Burnt spread, Termons, Co. Kerry
Co. Kerry |
Ritual/Ceremonial
On a flat, marshy stretch of ground near Termons in County Kerry, a heavily overgrown mound sits quietly beside a small stream that drains eastward into Lough Currane.
It is roughly eleven metres across and rises just over a metre at its highest point, built largely from burnt stone. Along its northern edge, facing the water, a rectangular depression measuring six metres by one and a half metres marks what was once a trough. Locals know the spot as Ardnawillan.
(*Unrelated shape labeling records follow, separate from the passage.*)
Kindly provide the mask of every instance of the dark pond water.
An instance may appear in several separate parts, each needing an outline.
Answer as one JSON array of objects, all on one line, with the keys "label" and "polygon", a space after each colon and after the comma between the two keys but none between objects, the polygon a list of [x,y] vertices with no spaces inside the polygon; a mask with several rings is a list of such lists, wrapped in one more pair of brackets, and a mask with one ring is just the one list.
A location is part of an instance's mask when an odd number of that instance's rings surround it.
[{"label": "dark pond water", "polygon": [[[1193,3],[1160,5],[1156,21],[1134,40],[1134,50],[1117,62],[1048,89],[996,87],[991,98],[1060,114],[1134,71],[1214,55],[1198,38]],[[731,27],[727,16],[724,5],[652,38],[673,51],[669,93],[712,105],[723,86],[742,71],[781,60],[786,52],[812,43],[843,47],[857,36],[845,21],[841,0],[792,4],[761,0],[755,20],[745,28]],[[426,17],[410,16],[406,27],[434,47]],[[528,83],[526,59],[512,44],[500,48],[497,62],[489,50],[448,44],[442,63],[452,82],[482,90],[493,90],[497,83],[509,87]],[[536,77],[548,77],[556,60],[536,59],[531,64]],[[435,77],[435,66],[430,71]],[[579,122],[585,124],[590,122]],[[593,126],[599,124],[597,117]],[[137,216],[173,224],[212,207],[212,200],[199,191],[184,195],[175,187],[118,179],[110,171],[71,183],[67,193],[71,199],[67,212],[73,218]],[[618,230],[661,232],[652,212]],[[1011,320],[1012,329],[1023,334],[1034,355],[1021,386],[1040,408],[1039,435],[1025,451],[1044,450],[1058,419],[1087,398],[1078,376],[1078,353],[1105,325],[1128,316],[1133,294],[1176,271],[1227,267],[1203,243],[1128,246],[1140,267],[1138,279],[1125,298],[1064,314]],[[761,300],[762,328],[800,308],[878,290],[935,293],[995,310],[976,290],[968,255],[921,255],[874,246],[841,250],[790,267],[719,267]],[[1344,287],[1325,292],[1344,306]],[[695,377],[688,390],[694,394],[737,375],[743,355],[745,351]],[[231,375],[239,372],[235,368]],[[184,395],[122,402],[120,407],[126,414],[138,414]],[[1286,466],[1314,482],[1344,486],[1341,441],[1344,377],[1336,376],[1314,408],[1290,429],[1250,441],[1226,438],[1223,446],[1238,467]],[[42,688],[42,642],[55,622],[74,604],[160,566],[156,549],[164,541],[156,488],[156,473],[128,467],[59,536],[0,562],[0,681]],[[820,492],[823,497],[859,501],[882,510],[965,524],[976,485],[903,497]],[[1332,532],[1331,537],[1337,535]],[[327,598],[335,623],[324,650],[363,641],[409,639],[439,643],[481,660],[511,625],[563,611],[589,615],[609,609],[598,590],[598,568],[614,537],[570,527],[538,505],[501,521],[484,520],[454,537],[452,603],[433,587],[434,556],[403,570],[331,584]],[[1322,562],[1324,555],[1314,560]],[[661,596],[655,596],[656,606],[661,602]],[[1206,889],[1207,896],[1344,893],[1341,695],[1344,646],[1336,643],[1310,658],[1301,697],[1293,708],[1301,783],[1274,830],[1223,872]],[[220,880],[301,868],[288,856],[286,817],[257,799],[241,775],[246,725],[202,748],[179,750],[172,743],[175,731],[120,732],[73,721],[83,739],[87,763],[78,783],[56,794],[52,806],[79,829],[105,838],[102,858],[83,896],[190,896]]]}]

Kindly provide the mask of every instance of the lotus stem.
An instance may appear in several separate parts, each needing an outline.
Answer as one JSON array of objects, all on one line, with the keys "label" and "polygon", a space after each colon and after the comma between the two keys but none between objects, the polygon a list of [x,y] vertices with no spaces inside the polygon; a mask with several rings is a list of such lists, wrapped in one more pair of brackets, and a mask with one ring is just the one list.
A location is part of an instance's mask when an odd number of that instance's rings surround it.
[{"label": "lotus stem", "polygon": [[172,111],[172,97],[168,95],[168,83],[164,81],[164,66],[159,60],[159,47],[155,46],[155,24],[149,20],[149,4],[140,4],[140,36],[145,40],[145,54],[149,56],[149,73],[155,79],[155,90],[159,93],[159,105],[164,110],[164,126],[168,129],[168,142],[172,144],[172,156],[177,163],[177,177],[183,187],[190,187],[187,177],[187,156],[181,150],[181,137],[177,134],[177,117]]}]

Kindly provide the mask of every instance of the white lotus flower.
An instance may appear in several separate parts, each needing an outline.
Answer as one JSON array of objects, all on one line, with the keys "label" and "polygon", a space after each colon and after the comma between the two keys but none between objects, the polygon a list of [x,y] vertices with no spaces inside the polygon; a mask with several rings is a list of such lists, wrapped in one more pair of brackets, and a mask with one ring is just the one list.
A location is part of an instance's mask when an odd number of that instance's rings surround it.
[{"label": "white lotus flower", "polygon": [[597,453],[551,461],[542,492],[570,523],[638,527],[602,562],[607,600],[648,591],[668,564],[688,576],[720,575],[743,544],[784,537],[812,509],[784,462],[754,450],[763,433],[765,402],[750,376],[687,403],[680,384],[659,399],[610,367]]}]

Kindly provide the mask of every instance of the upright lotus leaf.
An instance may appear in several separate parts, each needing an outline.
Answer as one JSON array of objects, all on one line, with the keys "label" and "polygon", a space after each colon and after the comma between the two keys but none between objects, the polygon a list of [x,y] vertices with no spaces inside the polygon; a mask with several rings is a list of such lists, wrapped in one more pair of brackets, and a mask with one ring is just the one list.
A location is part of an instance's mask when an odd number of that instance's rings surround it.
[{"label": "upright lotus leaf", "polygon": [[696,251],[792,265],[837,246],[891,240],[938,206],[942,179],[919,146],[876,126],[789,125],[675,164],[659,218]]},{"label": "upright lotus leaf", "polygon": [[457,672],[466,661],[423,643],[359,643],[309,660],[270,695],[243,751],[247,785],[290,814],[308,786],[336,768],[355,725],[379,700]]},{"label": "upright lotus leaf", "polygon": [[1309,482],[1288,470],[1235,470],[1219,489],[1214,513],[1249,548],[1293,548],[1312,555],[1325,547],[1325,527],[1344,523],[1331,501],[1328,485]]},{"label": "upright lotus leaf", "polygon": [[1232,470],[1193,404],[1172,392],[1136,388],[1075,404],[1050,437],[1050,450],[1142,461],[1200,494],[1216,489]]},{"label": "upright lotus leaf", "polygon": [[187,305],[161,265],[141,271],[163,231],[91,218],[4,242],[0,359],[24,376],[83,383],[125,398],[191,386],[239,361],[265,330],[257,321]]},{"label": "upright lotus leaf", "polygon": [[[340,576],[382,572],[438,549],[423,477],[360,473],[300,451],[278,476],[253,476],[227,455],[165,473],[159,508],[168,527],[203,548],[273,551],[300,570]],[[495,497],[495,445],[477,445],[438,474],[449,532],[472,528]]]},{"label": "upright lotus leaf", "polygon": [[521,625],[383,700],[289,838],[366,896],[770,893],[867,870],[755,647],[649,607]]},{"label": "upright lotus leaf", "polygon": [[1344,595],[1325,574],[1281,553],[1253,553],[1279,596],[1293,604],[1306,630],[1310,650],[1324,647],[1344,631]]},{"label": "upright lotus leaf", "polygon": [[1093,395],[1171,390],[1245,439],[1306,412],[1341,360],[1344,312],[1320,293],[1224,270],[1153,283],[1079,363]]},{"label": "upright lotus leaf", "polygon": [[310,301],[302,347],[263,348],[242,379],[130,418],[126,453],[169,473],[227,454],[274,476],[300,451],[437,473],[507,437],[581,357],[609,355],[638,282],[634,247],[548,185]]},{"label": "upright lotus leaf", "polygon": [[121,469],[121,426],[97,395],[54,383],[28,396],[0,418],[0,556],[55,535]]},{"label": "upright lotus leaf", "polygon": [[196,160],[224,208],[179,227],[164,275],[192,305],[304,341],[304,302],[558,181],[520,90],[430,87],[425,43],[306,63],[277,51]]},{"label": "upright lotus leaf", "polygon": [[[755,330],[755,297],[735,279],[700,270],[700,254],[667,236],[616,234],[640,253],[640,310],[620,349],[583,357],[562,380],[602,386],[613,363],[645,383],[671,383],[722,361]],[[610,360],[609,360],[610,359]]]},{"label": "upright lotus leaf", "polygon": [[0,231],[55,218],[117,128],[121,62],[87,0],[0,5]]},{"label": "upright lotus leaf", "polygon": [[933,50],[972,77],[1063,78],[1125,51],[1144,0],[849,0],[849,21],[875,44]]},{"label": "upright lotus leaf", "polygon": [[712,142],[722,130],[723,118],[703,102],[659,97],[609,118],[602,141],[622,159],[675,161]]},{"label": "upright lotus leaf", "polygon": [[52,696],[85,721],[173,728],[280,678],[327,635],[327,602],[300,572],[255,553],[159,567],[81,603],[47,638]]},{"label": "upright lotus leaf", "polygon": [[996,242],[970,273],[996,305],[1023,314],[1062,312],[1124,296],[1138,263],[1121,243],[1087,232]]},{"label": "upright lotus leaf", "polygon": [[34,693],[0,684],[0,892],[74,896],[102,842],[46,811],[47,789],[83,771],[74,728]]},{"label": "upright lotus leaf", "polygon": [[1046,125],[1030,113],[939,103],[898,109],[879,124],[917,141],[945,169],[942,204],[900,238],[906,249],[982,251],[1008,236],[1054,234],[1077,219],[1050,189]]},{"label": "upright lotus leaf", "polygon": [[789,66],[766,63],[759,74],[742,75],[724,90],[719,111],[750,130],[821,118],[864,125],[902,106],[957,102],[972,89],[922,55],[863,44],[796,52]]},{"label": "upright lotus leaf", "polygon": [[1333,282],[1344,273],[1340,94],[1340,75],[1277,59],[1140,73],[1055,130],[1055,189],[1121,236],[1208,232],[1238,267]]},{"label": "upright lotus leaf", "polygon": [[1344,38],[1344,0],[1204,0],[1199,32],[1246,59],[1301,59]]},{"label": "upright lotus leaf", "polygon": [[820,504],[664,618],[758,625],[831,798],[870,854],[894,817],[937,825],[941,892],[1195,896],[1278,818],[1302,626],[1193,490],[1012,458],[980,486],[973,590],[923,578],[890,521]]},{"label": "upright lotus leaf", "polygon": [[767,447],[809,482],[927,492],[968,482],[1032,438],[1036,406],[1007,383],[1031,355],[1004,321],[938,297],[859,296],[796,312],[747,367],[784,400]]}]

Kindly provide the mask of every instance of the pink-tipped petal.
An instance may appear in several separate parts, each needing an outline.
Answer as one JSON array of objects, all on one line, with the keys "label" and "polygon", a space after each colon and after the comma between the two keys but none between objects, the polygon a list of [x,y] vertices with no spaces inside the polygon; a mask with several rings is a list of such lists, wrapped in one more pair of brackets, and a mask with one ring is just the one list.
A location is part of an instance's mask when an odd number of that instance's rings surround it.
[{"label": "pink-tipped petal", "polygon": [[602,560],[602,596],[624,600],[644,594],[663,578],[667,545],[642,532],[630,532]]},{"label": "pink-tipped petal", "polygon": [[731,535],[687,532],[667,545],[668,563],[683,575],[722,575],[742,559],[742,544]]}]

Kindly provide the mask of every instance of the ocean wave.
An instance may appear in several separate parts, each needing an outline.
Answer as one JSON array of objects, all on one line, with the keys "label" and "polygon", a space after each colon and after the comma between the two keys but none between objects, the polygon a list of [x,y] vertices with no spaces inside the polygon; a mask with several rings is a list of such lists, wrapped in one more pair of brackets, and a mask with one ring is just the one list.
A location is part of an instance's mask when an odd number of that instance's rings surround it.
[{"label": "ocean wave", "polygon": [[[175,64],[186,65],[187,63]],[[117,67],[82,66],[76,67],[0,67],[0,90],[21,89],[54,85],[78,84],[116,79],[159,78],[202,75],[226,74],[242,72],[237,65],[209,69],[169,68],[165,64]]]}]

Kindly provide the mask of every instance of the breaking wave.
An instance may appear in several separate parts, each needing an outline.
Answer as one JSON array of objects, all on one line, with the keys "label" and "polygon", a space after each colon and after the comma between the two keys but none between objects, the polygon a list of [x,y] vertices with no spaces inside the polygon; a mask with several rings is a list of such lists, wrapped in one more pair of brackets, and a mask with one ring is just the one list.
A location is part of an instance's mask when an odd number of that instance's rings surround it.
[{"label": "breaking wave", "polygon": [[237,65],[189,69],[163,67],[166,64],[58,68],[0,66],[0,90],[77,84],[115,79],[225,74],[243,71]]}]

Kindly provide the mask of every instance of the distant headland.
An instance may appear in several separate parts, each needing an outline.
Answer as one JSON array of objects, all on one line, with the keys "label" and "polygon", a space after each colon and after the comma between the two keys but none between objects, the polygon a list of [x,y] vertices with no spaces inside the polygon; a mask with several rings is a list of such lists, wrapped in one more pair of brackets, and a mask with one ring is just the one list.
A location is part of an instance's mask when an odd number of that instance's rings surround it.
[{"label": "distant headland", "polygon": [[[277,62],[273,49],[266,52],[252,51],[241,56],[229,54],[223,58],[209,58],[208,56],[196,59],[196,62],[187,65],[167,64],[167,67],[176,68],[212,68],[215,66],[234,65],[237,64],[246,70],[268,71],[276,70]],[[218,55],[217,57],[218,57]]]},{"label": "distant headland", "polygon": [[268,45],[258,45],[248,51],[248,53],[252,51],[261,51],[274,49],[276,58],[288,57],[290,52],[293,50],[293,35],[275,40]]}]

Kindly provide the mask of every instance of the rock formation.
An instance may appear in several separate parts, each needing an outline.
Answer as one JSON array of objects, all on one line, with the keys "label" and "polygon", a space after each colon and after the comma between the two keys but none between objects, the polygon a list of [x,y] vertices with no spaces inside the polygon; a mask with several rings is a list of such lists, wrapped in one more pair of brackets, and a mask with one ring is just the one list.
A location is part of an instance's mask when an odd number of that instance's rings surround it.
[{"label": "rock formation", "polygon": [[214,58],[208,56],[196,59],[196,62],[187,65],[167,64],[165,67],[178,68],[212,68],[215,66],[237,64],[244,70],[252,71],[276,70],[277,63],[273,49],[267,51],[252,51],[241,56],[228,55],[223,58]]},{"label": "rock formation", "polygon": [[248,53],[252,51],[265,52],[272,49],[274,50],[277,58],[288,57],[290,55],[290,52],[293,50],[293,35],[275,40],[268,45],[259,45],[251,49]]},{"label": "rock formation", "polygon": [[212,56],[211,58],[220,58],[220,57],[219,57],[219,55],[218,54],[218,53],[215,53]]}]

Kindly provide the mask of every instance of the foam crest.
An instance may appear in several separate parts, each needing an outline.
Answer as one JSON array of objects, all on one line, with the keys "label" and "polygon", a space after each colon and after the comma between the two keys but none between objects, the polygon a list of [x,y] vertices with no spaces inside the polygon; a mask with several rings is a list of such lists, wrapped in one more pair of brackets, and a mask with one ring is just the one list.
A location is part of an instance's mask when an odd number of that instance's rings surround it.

This is a fulacht fiadh, a type of prehistoric cooking site found in great numbers across Ireland, typically Bronze Age in origin. The basic principle was straightforward: a trough, often timber-lined and filled with water, would be heated by dropping fire-cracked stones into it until the water boiled, at which point meat could be cooked. The spent stones, cracked and blackened from repeated heating, were piled nearby, gradually forming the horseshoe-shaped or oval mounds that survive today. At Ardnawillan, that accumulation of discarded stone forms the mound as it now stands. Thirty metres to the west, a low spread of burnt stone and blackened soil may point to a second such site, suggesting this particular stretch of marshy ground, close to fresh water and perhaps seasonally used, drew repeated activity over time. The archaeological survey of the Iveragh Peninsula, compiled by A. O'Sullivan and J. Sheehan and published by Cork University Press in 1996, records both features.